Not surprise you, but it is still not at the highest level of political debate.
Though the reasoning is simple, George Bush is a well known enthusiast for Winston Churchill, the faithful view the war on terror as a second world war re-run and Republican supporters are convinced 1930s-style appeasement was at work when Mr Kerry said Americans needed "to get back to the place we were, where terrorists are not the focus of our lives, but they're a nuisance". On the plus side, at least no one pasted Jane Fonda in there this time round.
But there are times when even the rough and tumble of electoral passions morph into something further from the truth. It is in this manner, presumably, that the same blog turns abuses at the Abu Ghraib jail into "crude fraternity pranks" and the "anti-US organisation" that (to its mind, surprisingly) approved of the Afghan elections was the United Nations and not the more militantly anti-American al-Qaida.

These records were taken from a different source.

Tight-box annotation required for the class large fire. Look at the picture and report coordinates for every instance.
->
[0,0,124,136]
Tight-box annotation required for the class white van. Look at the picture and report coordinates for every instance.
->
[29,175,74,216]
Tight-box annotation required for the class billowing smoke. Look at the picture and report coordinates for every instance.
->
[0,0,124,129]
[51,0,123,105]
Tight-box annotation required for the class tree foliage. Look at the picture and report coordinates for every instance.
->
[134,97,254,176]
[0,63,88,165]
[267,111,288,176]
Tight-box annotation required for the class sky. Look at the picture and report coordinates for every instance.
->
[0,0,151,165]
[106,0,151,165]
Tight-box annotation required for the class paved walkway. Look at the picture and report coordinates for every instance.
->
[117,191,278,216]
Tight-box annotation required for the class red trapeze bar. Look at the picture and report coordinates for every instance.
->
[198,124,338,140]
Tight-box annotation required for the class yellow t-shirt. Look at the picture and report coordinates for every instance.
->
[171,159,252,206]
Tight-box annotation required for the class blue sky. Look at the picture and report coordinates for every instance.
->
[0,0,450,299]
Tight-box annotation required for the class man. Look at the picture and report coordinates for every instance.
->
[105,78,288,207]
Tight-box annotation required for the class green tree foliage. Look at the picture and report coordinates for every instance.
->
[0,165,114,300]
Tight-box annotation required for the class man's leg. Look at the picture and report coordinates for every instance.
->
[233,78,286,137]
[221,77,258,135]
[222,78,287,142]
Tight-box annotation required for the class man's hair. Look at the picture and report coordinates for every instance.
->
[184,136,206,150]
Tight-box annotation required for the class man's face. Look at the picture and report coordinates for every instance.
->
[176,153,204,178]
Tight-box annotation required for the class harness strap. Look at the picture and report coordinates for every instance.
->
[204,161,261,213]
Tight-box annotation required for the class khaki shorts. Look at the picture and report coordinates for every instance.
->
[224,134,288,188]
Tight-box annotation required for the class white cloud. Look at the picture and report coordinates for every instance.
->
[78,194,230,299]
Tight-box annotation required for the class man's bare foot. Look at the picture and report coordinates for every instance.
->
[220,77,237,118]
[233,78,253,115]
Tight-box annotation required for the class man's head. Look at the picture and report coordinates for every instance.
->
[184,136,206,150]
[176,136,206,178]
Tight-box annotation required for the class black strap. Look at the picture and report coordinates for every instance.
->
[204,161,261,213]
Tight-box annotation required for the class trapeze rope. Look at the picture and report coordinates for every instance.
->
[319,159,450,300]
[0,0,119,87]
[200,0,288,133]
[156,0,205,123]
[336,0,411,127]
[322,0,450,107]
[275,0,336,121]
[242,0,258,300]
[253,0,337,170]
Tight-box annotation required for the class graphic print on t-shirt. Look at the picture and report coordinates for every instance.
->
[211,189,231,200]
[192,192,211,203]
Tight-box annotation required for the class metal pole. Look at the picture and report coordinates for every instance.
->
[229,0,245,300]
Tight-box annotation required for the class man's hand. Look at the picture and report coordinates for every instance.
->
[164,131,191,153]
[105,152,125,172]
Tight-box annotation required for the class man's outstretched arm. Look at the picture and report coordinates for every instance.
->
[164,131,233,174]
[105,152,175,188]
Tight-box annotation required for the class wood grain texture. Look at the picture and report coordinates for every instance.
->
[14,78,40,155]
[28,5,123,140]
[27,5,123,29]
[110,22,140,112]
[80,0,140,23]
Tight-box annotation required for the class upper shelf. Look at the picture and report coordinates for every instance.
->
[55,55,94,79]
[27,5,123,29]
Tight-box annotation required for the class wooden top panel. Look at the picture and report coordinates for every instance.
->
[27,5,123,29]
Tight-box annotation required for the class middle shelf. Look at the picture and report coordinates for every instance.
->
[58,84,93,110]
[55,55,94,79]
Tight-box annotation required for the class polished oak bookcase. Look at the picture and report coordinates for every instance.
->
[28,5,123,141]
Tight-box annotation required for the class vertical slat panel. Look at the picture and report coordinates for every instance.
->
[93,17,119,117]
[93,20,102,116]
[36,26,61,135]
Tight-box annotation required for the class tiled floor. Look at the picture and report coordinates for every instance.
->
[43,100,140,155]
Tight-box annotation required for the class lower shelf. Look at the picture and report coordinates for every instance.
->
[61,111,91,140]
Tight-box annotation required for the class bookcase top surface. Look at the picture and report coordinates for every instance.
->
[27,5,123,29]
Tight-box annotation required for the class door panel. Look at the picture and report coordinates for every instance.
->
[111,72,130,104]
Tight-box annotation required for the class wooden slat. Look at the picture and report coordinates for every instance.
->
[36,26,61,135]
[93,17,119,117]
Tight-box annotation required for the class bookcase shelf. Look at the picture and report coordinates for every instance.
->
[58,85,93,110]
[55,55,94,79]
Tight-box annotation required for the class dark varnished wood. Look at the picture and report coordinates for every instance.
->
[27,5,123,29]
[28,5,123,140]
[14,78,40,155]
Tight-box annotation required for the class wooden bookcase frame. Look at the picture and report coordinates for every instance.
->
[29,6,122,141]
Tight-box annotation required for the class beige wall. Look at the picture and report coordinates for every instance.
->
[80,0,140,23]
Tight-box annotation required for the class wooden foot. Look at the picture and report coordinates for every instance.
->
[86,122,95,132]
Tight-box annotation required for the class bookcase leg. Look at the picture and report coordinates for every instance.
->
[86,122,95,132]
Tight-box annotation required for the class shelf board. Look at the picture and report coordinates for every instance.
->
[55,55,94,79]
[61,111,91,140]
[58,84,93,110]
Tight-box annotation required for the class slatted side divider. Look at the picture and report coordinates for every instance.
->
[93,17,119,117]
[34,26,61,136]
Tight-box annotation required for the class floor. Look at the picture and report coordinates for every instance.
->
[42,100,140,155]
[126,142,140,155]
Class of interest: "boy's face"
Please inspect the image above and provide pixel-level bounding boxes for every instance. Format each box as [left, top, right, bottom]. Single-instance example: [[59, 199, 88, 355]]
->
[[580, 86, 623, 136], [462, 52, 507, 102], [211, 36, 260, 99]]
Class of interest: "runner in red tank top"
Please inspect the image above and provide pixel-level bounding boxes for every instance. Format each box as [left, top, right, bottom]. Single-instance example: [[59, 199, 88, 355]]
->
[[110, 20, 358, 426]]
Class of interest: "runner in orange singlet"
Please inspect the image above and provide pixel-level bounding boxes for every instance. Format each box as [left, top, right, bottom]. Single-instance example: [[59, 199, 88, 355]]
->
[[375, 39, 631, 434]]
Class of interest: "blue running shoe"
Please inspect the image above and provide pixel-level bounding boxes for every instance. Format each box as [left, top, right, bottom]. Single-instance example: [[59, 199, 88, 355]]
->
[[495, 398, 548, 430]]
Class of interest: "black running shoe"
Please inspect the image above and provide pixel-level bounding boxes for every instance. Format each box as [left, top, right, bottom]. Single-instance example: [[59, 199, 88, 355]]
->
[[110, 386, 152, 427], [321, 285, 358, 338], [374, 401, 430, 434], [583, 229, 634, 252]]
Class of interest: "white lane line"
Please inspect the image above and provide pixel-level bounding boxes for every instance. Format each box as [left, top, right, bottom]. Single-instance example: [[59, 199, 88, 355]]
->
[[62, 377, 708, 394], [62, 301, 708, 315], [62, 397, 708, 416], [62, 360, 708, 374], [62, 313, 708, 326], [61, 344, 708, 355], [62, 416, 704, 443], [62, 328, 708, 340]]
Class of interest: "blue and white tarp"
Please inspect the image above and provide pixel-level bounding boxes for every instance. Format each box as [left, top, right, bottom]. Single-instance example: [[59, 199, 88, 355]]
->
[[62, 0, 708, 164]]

There are bound to be a few reasons for this: one is that intense partisanship (on both sides) and stubbornness are not too far apart; another (whisper this quietly) that there is not a huge amount going on in this between-debate lull but people still need something to shout about.
Breaking all the rules, come twinned posts on the pro-Bush Wizbang and pro-Kerry The Blogging of the President asking those straying out of their usual patch of the blogosphere why they are voting for their chosen candidate. "Absolutely no mention of John Kerry will be tolerated," state the ground rules on the latter. "This is to limit the discussion to 'why vote FOR Bush' and not 'why to vote AGAINST Kerry'. If you want to discuss that, there are a couple zillion websites out there."
So far the posts have proved interesting. "Bush is doing something we haven't done in a half a century - trying to spread a semblance of liberty to the regions of the world that sorely need it," posts Gary Owen on The Blogging of the President. "Bush stands for retaining America's pre-eminence in the world, and has made great strides in eliminating state sponsorship of terrorism."
"Taxes," adds David B. "Whoever lowers taxes the most and the fastest will win my vote 99% of the time. It doesn't matter to me who's taxes get lowered, just as long as government takes less and less of our money."
Wizbang's posts put forward the Kerry argument, including some seldom heard: "There needs to be a return to balance in the balance of powers," writes David Anderson. "Since the GOP will probably manage to hold on to a majority in congress, it will serve the interest of the American people better to have a Democrat in the White House."
Another says Mr Kerry was his anyone-but-Bush candidate until he saw a television interview. "There it was clear that this guy's not just smart, but balanced," suggests Doug Robinson. "There's a kind of middle-aged gravitas to him, not a heaviness so much as a calm self-awareness: a sense of 'I know who I am and don't have to fake it'. That's pretty rare in politics."
It is not exactly Chamberlain's peace in our time or the trigger-happy Texan of legend, but it may be the best we can hope for until the final debate throws up a new set of quotes to discuss, and video freeze frames to pore over.